Tuesday, June 15, 2010

IBM announced its newest laboratory


Last July 15, John E. Kelly III, director of IBM Research, conducted a daylong meeting of directors and department heads at lab headquarters in Yorktown Heights, New York.  At one point, a presenter showed a map of the globe with dots over most of it indicating the locations of research collaboration projects. One glaring exception was Latin America. Kelly sat near the front of the room with his legs crossed and his chin resting on his hand. “Look, guys. South America. Nothing yet,” he said, gesturing at the map. “You’ve got to get started.”
Well, get started they did. Today, IBM announced its newest laboratory location, in Brazil–our ninth global research center. This is a rare occurrence. The last new lab was established 12 years ago, in India. (Other research facilities are in the United States, Switzerland, Israel, China, and Japan.) “A research lab is something special,” says Robert Morris, a vice-president at IBM Research. “We have about 400,000 employees worldwide, of which about 3000 are in research. This is the tip of the arrow.”
Kelly and his colleagues chose Brazil because of its large and high-caliber talent pool, its excellent universities, and the size and growth rate of the IT market. Brazil’s technology priorities also align closely with our Smarter Planet agenda.
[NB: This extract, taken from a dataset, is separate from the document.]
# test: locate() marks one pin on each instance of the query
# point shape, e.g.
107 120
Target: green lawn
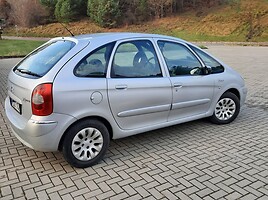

The lab will focus initially on three areas of research 1) Improving natural resource discovery, exploration, and logistics; 2) Developing smarter devices for use in sensor networks; and 3) Producing technologies for managing large-scale events–including huge gatherings of people such as the World Cup and Olympic Games, which Brazil will host in 2014 and 2016, respectively. Brazil’s central government is co-investing along with IBM.
The natural resource project is particularly intriguing–especially at a time when the world is watching closely the response to the massive oil spill in the Gulf of Mexico. “We’ll need massive amounts of sophisticated logistics  and simulation technologies to help prevent the accidents of the future,” Morris said.
The new lab has people working in existing IBM offices in Sao Paulo and Rio de Janeiro while we work with governments to choose a permanent location. Eventually we plan to have a staff of more than 100.